Fascinado con la materia prima de sus creaciones, Federico se apasiona al explicar la variedad de colores que pueden ofrecer. “Uso piedras que pertenecen a una formación geológica especial. Son decantaciones de arenas y sedimentos en el fondo de lagos y ríos, que tienen 250 millones de años”, señala. Y sigue: “Cuando surgió la cordillera de los Andes, todo el fondo se plegó y quedó en la superficie. Después se volvió a hundir y volvió a subir. Las piedras de colores son el fondo de esos lagos y ríos, en los que a veces se ve, por ejemplo, la pisada de algún animal extinto.

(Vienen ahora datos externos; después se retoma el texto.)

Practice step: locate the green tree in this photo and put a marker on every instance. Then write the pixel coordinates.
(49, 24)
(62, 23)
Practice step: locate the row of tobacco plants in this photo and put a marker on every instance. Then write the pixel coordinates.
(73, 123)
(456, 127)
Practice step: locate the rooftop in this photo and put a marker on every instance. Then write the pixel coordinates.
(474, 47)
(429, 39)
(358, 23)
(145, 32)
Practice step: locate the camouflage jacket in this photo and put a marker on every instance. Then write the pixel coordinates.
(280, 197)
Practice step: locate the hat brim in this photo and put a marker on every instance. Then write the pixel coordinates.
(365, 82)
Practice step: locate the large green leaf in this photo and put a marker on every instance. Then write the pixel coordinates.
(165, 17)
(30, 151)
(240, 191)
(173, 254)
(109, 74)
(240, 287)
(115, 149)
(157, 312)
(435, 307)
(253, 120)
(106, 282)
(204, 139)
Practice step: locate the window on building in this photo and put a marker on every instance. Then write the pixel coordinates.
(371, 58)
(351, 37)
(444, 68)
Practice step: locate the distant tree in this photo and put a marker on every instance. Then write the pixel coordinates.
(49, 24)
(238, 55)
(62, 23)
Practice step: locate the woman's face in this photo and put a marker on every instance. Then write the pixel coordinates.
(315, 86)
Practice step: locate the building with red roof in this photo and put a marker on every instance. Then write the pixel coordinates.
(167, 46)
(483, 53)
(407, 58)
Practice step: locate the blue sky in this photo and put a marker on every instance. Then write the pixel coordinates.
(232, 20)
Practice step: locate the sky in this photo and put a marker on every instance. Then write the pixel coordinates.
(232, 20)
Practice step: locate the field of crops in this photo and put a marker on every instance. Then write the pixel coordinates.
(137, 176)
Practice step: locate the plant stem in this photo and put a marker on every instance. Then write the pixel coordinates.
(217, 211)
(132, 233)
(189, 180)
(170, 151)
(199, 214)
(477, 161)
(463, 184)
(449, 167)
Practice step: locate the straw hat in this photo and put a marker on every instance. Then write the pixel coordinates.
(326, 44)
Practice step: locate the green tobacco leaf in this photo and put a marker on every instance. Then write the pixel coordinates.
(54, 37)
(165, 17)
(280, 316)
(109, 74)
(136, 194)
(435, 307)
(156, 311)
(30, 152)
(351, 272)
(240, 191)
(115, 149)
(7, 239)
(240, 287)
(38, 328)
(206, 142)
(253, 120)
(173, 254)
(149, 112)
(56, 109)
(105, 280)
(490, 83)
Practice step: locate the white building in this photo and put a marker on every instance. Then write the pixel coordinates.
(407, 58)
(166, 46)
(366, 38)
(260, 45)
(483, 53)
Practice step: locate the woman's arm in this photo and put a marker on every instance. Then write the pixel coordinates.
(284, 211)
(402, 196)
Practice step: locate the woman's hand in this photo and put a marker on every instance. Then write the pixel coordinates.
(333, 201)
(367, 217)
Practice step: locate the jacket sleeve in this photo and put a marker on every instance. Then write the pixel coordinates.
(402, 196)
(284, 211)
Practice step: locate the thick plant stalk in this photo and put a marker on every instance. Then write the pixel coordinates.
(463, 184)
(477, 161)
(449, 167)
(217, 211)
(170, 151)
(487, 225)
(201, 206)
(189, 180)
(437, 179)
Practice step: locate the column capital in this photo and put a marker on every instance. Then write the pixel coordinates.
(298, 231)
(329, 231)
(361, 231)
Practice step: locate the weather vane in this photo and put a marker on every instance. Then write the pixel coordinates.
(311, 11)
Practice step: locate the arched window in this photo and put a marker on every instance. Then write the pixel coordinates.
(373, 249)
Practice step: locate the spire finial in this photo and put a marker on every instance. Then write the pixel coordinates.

Hay fósiles y piedras semi preciosas. La gama es muy amplia. Hay translúcidas, algunas más duras y otras curativas”.
Padre de tres hijos y separado, el artista revela que, si bien es pintor, siguiendo aquello que se prometió al bajar del Tronador, desde que se enfocó en las piedras ya no pinta más. “La pintura y el dibujo son pasos previos para mi obra. Lo mío tiene mucho de explorador. Me meto cien kilómetros adentro de la estepa para buscar la piedra. Me gusta hacer campamentos, los camiones y el polvo. Es un trabajo pesado. Al que no le gusta eso, ¡mejor que vaya a la librería a comprar pomitos!”, ríe Federico, que hace un arte de lo rústico y permanente de la piedra rionegrina.